The history of warehouse storage goes much farther back than MFWC’s own story, and there are many interesting facts about the ways humans have tried, failed, or succeeded in storing bulk goods. Here are four fun facts about the history of warehouse storage:
- Warehouse storage was built underground in ancient China, where the soil was sandy and easy to excavate. The Ancient Chinese dug storage tunnels and caves to keep goods in climate-controlled conditions and safe from rain, sun, and other elements. Food goods and other more delicate items were often packaged in containers that were dipped in wax to waterproof them.
- One of the most useful tools in warehouse storage practices, the pallet, was invented in 1930 by Hollywood character actor Eugene Pallette. The idea came to him on a Los Angeles River tour, and he rushed home to draw a design. He then built a prototype and sold the idea to warehouse management companies in California.
- In 1969, Japan opened the world’s first fully autonomous warehouse. Leaders in creating effective industrial practices like Toyota’s lean manufacturing, Japanese engineers worked to innovate a fully automated warehouse with robotic equipment, data recorders, and conveyor systems. Human workers were only involved in the delivery of goods to and from the building.

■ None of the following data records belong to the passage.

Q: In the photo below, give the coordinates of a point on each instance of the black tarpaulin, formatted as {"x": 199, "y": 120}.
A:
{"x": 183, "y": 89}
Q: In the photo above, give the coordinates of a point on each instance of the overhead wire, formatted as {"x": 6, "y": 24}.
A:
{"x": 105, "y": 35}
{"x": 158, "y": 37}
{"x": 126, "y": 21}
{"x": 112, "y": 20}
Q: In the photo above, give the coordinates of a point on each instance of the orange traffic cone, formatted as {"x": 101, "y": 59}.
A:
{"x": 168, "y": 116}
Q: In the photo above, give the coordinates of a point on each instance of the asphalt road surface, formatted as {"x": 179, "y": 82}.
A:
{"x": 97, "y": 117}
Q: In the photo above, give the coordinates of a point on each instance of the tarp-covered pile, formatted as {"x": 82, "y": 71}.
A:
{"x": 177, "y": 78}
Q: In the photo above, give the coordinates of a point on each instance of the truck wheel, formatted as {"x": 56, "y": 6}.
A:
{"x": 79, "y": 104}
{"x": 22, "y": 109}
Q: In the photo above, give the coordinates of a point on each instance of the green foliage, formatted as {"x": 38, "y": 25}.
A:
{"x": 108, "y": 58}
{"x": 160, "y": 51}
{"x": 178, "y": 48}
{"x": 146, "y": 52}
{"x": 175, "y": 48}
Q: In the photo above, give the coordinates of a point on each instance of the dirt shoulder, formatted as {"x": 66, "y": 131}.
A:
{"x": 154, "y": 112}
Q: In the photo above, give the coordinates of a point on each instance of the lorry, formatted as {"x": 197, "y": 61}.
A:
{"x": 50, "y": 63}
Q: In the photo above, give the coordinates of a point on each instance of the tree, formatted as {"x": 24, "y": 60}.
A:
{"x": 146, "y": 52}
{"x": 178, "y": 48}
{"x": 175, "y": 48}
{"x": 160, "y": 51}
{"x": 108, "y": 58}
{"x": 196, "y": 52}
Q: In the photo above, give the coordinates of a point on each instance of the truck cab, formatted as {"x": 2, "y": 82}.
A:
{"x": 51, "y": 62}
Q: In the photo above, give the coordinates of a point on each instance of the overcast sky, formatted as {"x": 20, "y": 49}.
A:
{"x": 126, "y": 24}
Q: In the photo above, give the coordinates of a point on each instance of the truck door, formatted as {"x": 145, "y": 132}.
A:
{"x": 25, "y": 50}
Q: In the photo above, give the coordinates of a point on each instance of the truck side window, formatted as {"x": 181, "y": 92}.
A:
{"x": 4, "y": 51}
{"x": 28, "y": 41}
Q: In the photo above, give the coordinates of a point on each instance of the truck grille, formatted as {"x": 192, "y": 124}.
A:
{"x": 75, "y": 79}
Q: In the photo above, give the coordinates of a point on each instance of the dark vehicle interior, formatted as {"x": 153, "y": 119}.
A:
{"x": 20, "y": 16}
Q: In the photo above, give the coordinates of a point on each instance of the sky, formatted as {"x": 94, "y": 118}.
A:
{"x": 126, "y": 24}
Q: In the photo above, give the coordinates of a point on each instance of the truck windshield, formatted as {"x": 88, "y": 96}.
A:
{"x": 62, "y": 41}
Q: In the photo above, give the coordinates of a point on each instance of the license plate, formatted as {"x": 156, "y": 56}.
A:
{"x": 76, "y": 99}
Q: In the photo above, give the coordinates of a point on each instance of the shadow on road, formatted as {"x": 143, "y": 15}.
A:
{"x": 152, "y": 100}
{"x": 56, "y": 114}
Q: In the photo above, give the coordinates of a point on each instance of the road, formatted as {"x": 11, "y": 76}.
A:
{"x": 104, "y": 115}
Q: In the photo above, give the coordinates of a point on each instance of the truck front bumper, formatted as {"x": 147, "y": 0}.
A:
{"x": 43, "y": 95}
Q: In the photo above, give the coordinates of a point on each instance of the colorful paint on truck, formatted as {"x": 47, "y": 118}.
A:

- Some of the first-ever warehouses were granaries used to store excess grains and other food products that would be needed during times of famine or winter months. Without the development of agricultural practices and the growth of ancient global populations, granaries would have never been created, and some of the first food-grade warehouse storage designs would never have been made.
Warehouse designs have significantly improved even from the 1990s, but they have especially advanced from the ancient granaries. While old-style warehouses and even traditional granaries are still used in some areas of the world, the industrial production of goods and the demand of a huge global population requires the use of today’s highly efficient large-scale storage warehouses.